Hello, I’m training a vision transformer on the custom dataset for regression purpose.
The predicted size resulted from the network torch.Size([8]), but the input label size is torch.Size([8, 3, 224, 224]) which have different sizes.
I’ve tried with the resize() function but got AttributeError: ‘Tensor’ object has no attribute ‘Resize’.
I also tested with torch.resize() and _resize() functions too but not work.
So, pls kindly suggest to me the standard way to resize.

ptrblck · October 26, 2022, 4:42am

Could you describe what the target represents as it seems you are trying to reuse the model input as the target tensor?
I would not recommend to resize the tensors but to check what your use case is and what the dimensions of the target represent as they don’t seem to fit a classification or segmentation use case.
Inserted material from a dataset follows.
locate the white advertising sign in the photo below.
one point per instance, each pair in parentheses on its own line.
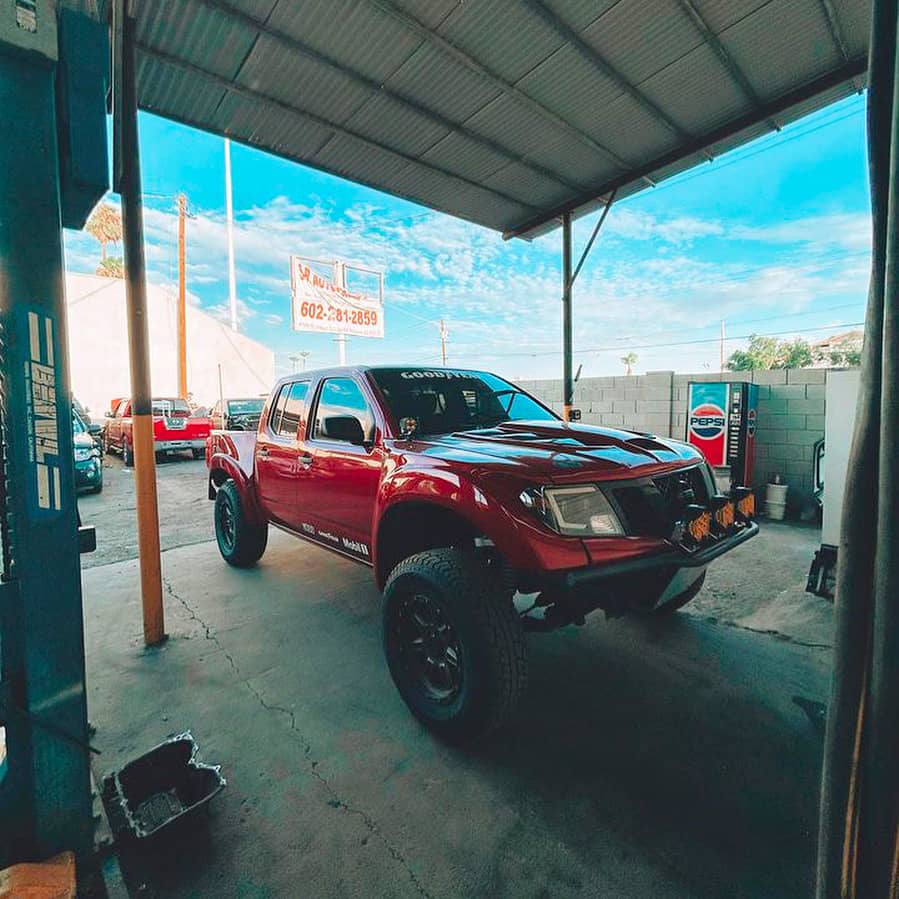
(320,305)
naychelynn · October 27, 2022, 5:55am

The target represents the class label tensor object.
Firstly with the data train loader, the dataset is read with img_data and label.
Then, img_data is trained in the net, and the labels tensor object is just as it is.
The pred_d is the tensor outputted from the trained net (vision transformer in the current case).
If my explanation doesn’t meet ur question, please kindly point me again.
Thank you.

ptrblck · October 27, 2022, 7:48am

Your explanation doesn’t explain why the target tensors have 4 dimensions:

If the targets are plain labels, I would expect a 1D tensor in the shape [batch_size] containing class indices while the model should output a 2D tensor in the shape [batch_size, nb_classes] for a multi-class classification use case.

naychelynn · October 30, 2022, 6:45am

My case is the regression case and the labels (scores) are in floating points.
4 dimensions of targe tensors are supposed to [outputted tensors from Dropout, dimensions of the image, width of the image, height of the image].

Now, I am about to compute the cross-entropy loss with the criterion function for the target and label as:

It works now with the long awaiting time.